By Godwin Amadi
Some people glamourise regret as if it’s a virtue or an endowment. All some posers need to do to remain relevant on social media is to say they regret voting Buhari. Others less imaginative ask, “Is this the change we voted for”? Whenever I hear these, I am reminded that loyalty is a high-price commodity.
What are you regretting? If you really voted “change” what did you have in mind? Instead of revealing in your ignorance, should you not be ashamed that you lacked the basic understanding of what you espoused? At your age and with your level of education you still dance to every beat? Shame!
This is the “change” I campaigned and voted for. From inception, I know real, lasting change comes at a high cost and discomfort. Have you ever attempted to change your life, weight, values or complexion? Did it come cheap or easy? Why do many people fail to live up to their New Year resolution? Genuine change at any level is tough and cruel at first. Nigeria will not be an exception.
What happens when corporate organisations decide to change processes and procedures in the workplace? It is usually resisted because most people prefer the status quo. Corporate changes like mergers, acquisitions and reconstructions create imbalance and uncertainties in the concerned entities.
I know a man whose workforce reduced by 75%when he restricted (or effected change in) his company. Today, the same man is shouting his voice hoarse that Buhari’s change is draconian and insensitive. Hypocrite!
How do we become self-sufficient in food production? The answer is simple: make heavy investment in agriculture and ban importation of foods that deplete our foreign reserve. Take rice for instance. As long as there are no restrictions on the importation of rice, local farmers will not grow rice and our exotic taste buds will not be restricted. If I were Buhari, I would put a total ban on the importation of rice.
Take cars, fabrics and wines (and spirits) for another instance. Something drastic needed to be done about our appetite for cars, clothes and wines. The cumulative costs of importing this trio into Nigeria consumed a substantial share of our foreign reserve. Buhari says NO. He argues that if you must use these imports, then, be ready to pay a premium price for them. This is simple logic and economics. This is especially so since global price has dwindle and tempers are high in Niger Delta.
Goods are more expensive in Nigeria today because Buhari insists that most of the products we import can and should by produced locally.
By so doing, he has flung open unending investment and job opportunities for Nigerians especially. While reserving limited foreign exchange for some critical sectors of the economy, Buhari is urging them to make hay while the sun shines. Buhari is changing the way we live, and the pain we now experience are his instruments of change. You can only take it, but you can’t reject it.
Why is Buhari putting these strategic restrictions on our consumption pattern? If you are a PDP or a hater, these restrictions are to punish Nigerians. But to the dispassionate observer, Buhari’s stance is the most effective route to Nigeria’s escape from economic doldrums festered by inordinate importation of all and every product. Some countries in Asia, Africa and North America have provided infallible precedents to what Buhari has set out to do.
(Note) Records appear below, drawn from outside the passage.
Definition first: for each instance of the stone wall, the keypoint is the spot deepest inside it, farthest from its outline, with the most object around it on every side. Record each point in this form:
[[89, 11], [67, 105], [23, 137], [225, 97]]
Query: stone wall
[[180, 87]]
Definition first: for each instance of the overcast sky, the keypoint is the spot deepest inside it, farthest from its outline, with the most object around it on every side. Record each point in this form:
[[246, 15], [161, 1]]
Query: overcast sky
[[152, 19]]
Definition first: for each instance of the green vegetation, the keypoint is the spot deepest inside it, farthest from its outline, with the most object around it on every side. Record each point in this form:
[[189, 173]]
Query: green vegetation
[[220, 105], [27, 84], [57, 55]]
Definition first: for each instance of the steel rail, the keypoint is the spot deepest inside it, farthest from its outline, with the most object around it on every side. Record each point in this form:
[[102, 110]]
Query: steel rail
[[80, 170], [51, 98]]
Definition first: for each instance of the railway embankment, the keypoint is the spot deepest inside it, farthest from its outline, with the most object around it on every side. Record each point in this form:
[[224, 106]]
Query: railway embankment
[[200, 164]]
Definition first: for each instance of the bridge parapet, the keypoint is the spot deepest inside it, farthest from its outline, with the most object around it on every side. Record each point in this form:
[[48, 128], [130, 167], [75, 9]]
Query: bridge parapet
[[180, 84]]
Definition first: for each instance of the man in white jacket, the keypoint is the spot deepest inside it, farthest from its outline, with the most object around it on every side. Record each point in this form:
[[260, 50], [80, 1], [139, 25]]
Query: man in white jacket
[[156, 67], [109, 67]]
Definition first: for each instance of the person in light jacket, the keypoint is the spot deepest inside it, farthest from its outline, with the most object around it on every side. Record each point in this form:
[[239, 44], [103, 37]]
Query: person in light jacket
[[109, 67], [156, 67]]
What has happened so far? Buhari is in a mad hurry to fix the refineries. About six states are now producing rice in commercial quantities. Cross River State has almost completed what is arguably the largest textile mill in Africa. Buhari is challenging Nigerians to introspect and unleash their creative geniuses. Unfortunately, politics is providing a distracting counter-intuition to these breath-taking developments.
Where will Nigeria be in 10 years if we continue (or forced to continue) to look inwards? Imagine what will happen if we continue to produce a large chunk of what we eat, wear, drink,. Imagine when Aba, Sokoto, Nnewi, Kano, Ondo, Osun, Benue and Nasarawa turn natural endowments into skills; imagine when our universities and polytechnics wake up. Imagine when our industries and blue-chip companies begin to produce. Only a bold step like Buhari’s change will give form to these imaginations.
If you did not understand Buhari’s change, it is not Buhari’s fault. Regretting voting Buhari says so much about your character. Asking “Is this the change we voted for” is the clearest indication that you must never be taken seriously again. You are a plastic supporter, but having read what I have written here, I suppose your mind has been bought back to life for us to continue the project of change we started in 2015 by pushing Buhari to continue again in 2019.